Conflitos Atuais e Comunidades Tradicionais
Atualmente, os maiores conflitos fundiários no Brasil concentram-se nos limites da Amazônia, impulsionados pela expansão das fronteiras agrícolas, desmatamento ilegal, grilagem e ocupação de terras indígenas. Um caso alarmante é o da Terra Indígena Yanomami, a maior do país, que sofre com a invasão de garimpeiros ilegais, causando desmatamento, poluição, doenças e violência contra o povo Yanomami.
Além dos povos indígenas, a legislação brasileira reconhece diversas comunidades tradicionais (quilombolas, faxinalenses, caiçaras, ciganos, pescadores, extrativistas, entre outros) que lutam pela regulamentação de suas terras e pela garantia de seus modos de vida, enfrentando vulnerabilidades econômicas e sociais.
Experiências de Reforma Agrária no Mundo
A questão da distribuição fundiária não é exclusiva do Brasil. Países desenvolvidos e em desenvolvimento enfrentaram e enfrentam esse processo, embora com diferentes caminhos e graus de sucesso. A consolidação de uma estrutura fundiária descentralizada e eficiente é historicamente associada ao desenvolvimento socioeconômico de muitas nações.
Alguns exemplos globais:
- Estados Unidos (1862): O Homestead Act distribuiu lotes de 64 hectares a proprietários familiares no Oeste, exigindo produtividade mínima, consolidando a estrutura dos farmers. No entanto, nas últimas décadas, o avanço do agronegócio tem levado à concentração fundiária.
- França (1789-1799): A Revolução Francesa confiscou terras da nobreza e clero, redistribuindo-as em pequenos lotes e inaugurando uma estrutura fundiária baseada na pequena propriedade, que persiste até hoje.
- Japão, Coreia do Sul, Taiwan (Pós-II Guerra Mundial): Sob influência dos EUA, implementaram significativas redistribuições de terra, limitando o tamanho máximo das propriedades rurais, o que contribuiu para o desenvolvimento desses países.
- Países Socialistas: Governos de orientação socialista (URSS, China, Cuba, Vietnã, etc.) implementaram coletivização de terras, buscando a distribuição equitativa. Cuba, por exemplo, redistribuiu mais de 80% de suas terras após a Revolução Cubana em 1959.
- América Latina e Outros: México (1910-1940), Índia, Paquistão, Bangladesh, Sri Lanka (pós-independência), e pontualmente Bolívia, Nicarágua, Peru, Venezuela e Chile também tiveram experiências de reforma agrária, embora muitas com retrocessos.
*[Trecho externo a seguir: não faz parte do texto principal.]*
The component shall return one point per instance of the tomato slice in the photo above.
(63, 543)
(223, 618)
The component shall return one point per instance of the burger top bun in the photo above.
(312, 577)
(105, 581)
Perguntas Frequentes sobre Reforma Agrária
Qual a diferença entre acampamento e assentamento da reforma agrária?
Um acampamento é uma ocupação de terra, muitas vezes improdutiva, feita por movimentos sociais para pressionar as autoridades pela reforma agrária. As famílias vivem em condições precárias enquanto aguardam. Um assentamento surge quando o Instituto Nacional de Colonização e Reforma Agrária (Incra) obtém a desapropriação e a legalização da terra na justiça, proporcionando segurança para habitação e produção às famílias assentadas.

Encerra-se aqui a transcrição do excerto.